When Amazon came on the scene, it caused a boom in the retail world and many companies were forced to rethink their business because they had no choice. Similarly, Best Buy reinvented their vision and instead of just selling products, they turned their efforts to enrich people’s lives with technology.  The company was able to reconfigure its business operation in a way that created competitive advantages for its business and added value to their customers.

What’s really interesting about the Best Buy transformation case, is how its CEO at that time – Hubert Joly– took advantage of what the firm could offer that the competitors did not, and built a business strategy around it. He envisioned a scenery where the company blended the human, the physical, and the digital in ways that an online-only player would find tough to do, always thinking about how to create a good customer experience.

What I am trying to say is that there is nothing that can guarantee your business stays at the top. You must embrace innovation and digital transformation at the core of your business. There is no other option if you want to survive.

In light of these facts, there is no reason to deny the importance of embracing a well-planned digital transformation process. Even when it’s not easy and requires enormous efforts, the rewards could be huge, especially later on once you’ve embraced digitization entirely and given new business models and tools the time to take effect.

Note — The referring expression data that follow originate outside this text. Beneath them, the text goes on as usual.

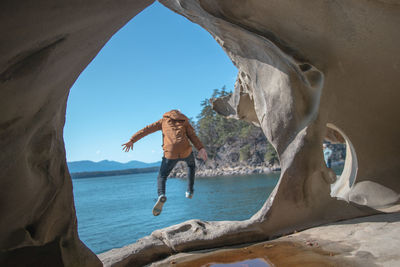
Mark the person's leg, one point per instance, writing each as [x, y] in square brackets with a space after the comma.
[191, 169]
[166, 167]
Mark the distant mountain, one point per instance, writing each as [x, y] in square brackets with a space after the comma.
[107, 165]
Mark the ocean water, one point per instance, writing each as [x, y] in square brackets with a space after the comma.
[116, 211]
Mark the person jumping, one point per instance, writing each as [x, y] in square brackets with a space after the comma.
[176, 131]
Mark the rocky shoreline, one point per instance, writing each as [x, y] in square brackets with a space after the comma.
[211, 169]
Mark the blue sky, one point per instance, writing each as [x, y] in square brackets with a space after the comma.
[157, 62]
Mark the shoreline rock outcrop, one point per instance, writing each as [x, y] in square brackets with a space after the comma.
[304, 67]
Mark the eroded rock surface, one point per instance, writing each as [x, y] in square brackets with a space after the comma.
[303, 66]
[44, 46]
[307, 70]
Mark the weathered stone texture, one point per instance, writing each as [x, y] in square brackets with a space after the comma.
[44, 46]
[304, 67]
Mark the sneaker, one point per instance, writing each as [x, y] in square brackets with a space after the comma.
[158, 206]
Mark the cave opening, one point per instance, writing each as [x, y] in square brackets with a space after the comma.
[346, 164]
[98, 122]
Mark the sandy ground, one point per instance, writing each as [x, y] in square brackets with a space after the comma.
[366, 241]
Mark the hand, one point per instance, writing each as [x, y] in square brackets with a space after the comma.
[202, 154]
[127, 146]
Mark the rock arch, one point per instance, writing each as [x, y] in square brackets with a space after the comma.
[301, 65]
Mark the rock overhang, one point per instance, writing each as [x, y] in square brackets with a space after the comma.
[302, 66]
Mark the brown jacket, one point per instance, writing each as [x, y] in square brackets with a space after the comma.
[176, 131]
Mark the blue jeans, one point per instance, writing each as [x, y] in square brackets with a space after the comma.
[166, 167]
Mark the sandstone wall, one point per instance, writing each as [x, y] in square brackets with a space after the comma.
[306, 68]
[44, 46]
[303, 66]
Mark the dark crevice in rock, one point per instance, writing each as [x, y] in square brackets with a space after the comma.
[26, 61]
[272, 37]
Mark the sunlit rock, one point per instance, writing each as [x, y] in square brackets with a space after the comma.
[308, 70]
[304, 67]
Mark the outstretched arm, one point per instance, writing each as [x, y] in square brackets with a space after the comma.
[142, 133]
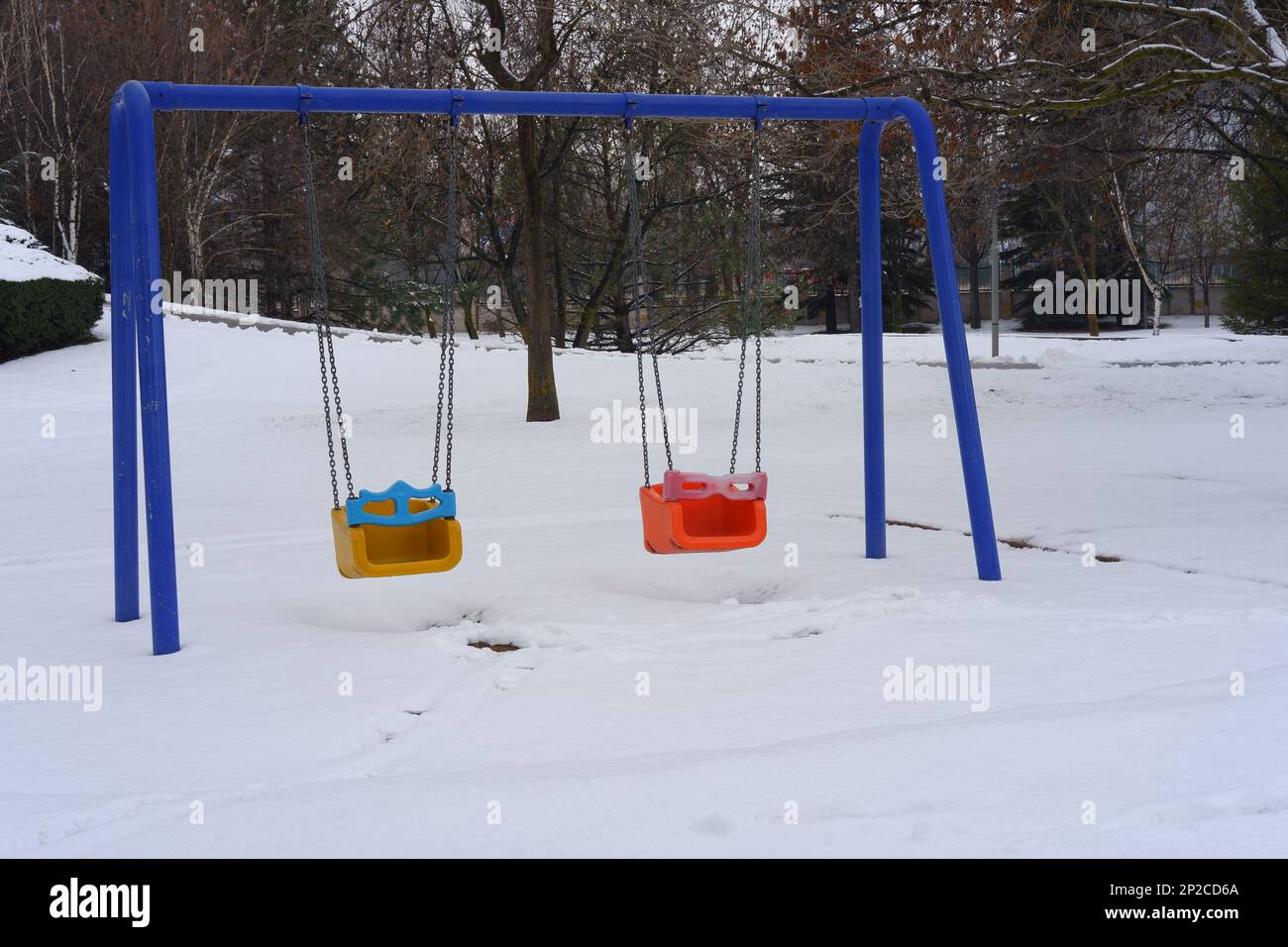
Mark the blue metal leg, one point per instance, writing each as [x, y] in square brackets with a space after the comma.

It’s about more than resources

As in the David and Goliath story, it is not about how big you are, but how you take advantage of the resources you have. You have to have the right mindset to see the opportunities around you.

There were cases like Blockbuster but there were others, too. They were able to detect their business’ weaknesses and embark upon a digital transformation process. However, they too failed in the way because they were not focused on what matters the most: culture.

One of the common mistakes in digital transformation is to see it as a mere technological process when what it really is, is the adoption of a mindset toward the customer. Together with your culture, your business model must change too. If your company is not able to embrace a user-oriented mindset, the chances of failure will increase. And without a strong organizational culture to reinforce your digital transformation goal, your transformation is unlikely to make it off the ground.

As Brian Chesky, Co-founder, and CEO of Airbnb, says: “A company’s culture is the foundation for future innovation”

A changing game

The way you do things today probably won’t be appropriate in the future. As the world is changing, markets and users’ needs and behaviors change too, and what has been your most valuable proposition for years, could be nothing years later.

Across the years we have been helping companies in several industries to thrive in what I like to call the user-centric era and as a result, we can see how they are boosting their business outcomes, reaching new markets, and increasing their valuation.

Digital transformation it’s not just about adopting a bit of technology here and there throughout the company. It’s a cultural revolution and a process that should never end. Embrace it, and keep your business on track – this is our advice.